The sensitivity of MR imaging for detection of breast cancer is very high, and appproaches 100% for invasive carcinoma. However the specificity is low and varies between 37-70.6,11 The factors associated with this wide range of specificity are differences in the study population, strength of magnet, imaging protocols, and interpretation criteria.16 Multiple studies were done in the past to improve specificity. Study done by Khatri et al17 showed that improved specificity could be obtained by quantification of lesion enhancement. This method involved complex mathematical analysis. Another Study done by Siegman et al18 showed that both qualitative and quantitative lesion characteristics were required for lesion differentiation. In our study we found that morphological appearance of lesion on post contrast study and qualitative assessment of time signal intensity curves are most useful imaging parameters for breast MRI. Our results are comparable to most of studies19,20 done in the past.

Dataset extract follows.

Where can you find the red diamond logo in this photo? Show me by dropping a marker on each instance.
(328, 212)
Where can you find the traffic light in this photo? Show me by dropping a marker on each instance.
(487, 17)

In our setup MR imaging is in its evolving phase. Although our results are comparable to most of the previous studies, still there are a few limitations. It is a retrospective study. The sample size is small, (as during the two and half year period only 70 patients underwent MR examinations). This is because of cost factor and lack of awareness regarding usefulness of MR imaging for the diagnosis of breast cancer.
MR imaging of breast is a new evolving modality. The basic drawback of this modality was low specificity for breast malignancy. Multiple studies have shown that with the improvement in equipment and technique there is gradual increase in specificity. However more such studies are needed to develop confidence in this emerging imaging modality for better patient management and to avoid unnecessary biopsies.